Anyhow, my jaw dropped at a postcard I received this week from my dealership. My car hadn’t been serviced since November of last year! How could this be? COVID-19 is how. It’s hard to drive 17,000 miles in a year when I have seldom ventured beyond the Concord city limits. I hadn’t been into the dealership for service because I’ve only driven 4,700 miles in the past 11 months. The cents my dealership spent on that postcard yielded mighty returns. I scheduled my car to be serviced last Saturday.

“So, we’ll do a tire rotation and the inspection,” the service adviser said in speech somewhat muffled by his mask, as he peered at my car’s records on his computer screen through fogged-up glasses.

“I’d like you to change the oil too,” I responded, also muffled, steam coating my glasses.

“You know,” he turned to me, his eyes suggesting that he was about to impart a secret wisdom to which someone not a service advisor might not be privy, “your car only needs its oil changed every 10,000 miles. You can wait.”

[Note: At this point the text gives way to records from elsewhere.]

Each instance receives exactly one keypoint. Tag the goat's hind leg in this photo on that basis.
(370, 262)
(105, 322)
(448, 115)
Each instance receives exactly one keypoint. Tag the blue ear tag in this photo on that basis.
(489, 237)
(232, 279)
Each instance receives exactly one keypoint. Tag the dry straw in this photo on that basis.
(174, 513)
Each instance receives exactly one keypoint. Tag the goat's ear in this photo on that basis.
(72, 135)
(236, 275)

“No, I’d like you to change the oil,” I replied. “Better safe than sorry.” I beamed at him, not wanting to cause offense, forgetting that he could not see my luminescent smile through my mask.

I settled into a chair in the mostly deserted waiting room to read the newspapers that had accumulated unread on my kitchen table the past week. The service adviser approached me after an hour or so.

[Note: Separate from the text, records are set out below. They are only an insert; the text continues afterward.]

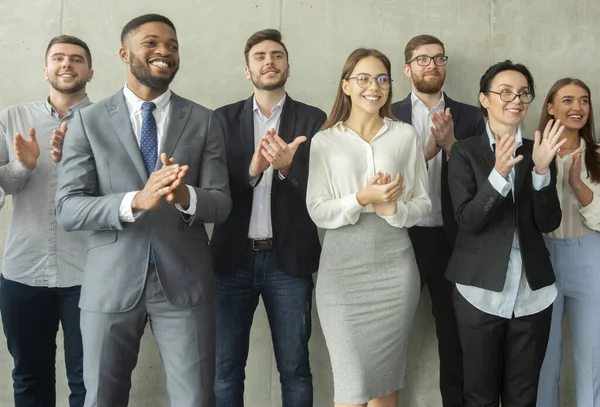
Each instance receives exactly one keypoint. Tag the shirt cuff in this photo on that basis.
(253, 181)
(499, 183)
(125, 211)
(540, 181)
(193, 202)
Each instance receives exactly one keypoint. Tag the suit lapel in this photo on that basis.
(180, 112)
(288, 121)
(405, 111)
(522, 168)
(119, 117)
(247, 130)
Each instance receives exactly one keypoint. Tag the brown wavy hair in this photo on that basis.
(587, 133)
(342, 104)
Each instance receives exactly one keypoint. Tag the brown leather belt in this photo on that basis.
(260, 245)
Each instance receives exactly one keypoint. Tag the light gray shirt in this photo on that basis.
(422, 122)
(517, 298)
(260, 218)
(37, 251)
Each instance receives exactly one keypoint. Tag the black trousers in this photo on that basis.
(502, 357)
(432, 251)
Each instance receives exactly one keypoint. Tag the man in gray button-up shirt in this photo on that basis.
(42, 265)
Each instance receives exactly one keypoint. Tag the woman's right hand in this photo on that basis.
(381, 189)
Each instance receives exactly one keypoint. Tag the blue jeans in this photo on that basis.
(288, 302)
(30, 317)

“Ben, do you have a minute?”

“No,” I thought. “I’m much too busy reading Thursday’s Concord Monitor to speak to you about why I’m here.” I gave silent thanks that he couldn’t read my mind and bounded to my feet. “Of course!” I exclaimed.

Back in his office, he explained that something was rusted, that some parts weren’t moving, and that generally there was a problem that was bad. But the explanation made me feel as I did 30 years ago in organic chemistry. This person is speaking English, but I don’t understand a word.

“I’m sorry,” I said. “I don’t quite understand.”

“You need new brake pads,” he said flatly before gently adding, “I didn’t know if you had time to deal with that today.”

This time I spoke my inner thoughts. “Sir, I have to leave here, get on I-93, and drive 70 mph! I don’t have time to fix my brakes!”

A few seconds passed before he realized I was joking. We shared a good laugh as I signed up to spend bundles more than I had planned, then returned to Thursday’s paper.

I had just about finished the Saturday paper when he returned. “You’re all set!” he cried cheerily, directing me to the cashier.

“By the way,” I asked him, as I charged an amount that might provoke a call from Citibank, “how was the oil?”

“Oh,” he winced, before turning to me apologetically. “You were right. It was really dirty.”

So here come those tips I promised. The pandemic has decreased the degree to which most of us drive, dramatically. Oil turns to sludge faster when we mostly putter about our towns and rarely hit the highway. Moreover, cars like people need regular checkups, and regularity should be dictated by time rather than miles, particularly in a pandemic when most of us drive so much less. I shudder to think what might have happened with my brakes if Dad hadn’t ingrained in me the 5,000 mile rule.

Sometimes we have to evolve, but sometimes it’s best to cling to what we have always known to be true. I’ve never gone wrong throwing out milk on the sell-by date, and I haven’t suffered a neck injury yet, craning backwards when I put my car in reverse.

And I won’t ever regret getting my car checked every 5,000 miles. We develop relationships with our cars. I could feel my car’s rejuvenation (and gratitude for the good care its owner takes of it!) as I glided up I-93 from the dealership toward home. And when I applied the brakes when some mad motorcyclist darted directly in front of me, my car decelerated as though suddenly felled by quicksand, until the motorcyclist fled away and it could break free again.

(Benjamin T. King is a Concord resident and a partner with the Concord law firm Douglas, Leonard & Garvey, P.C.)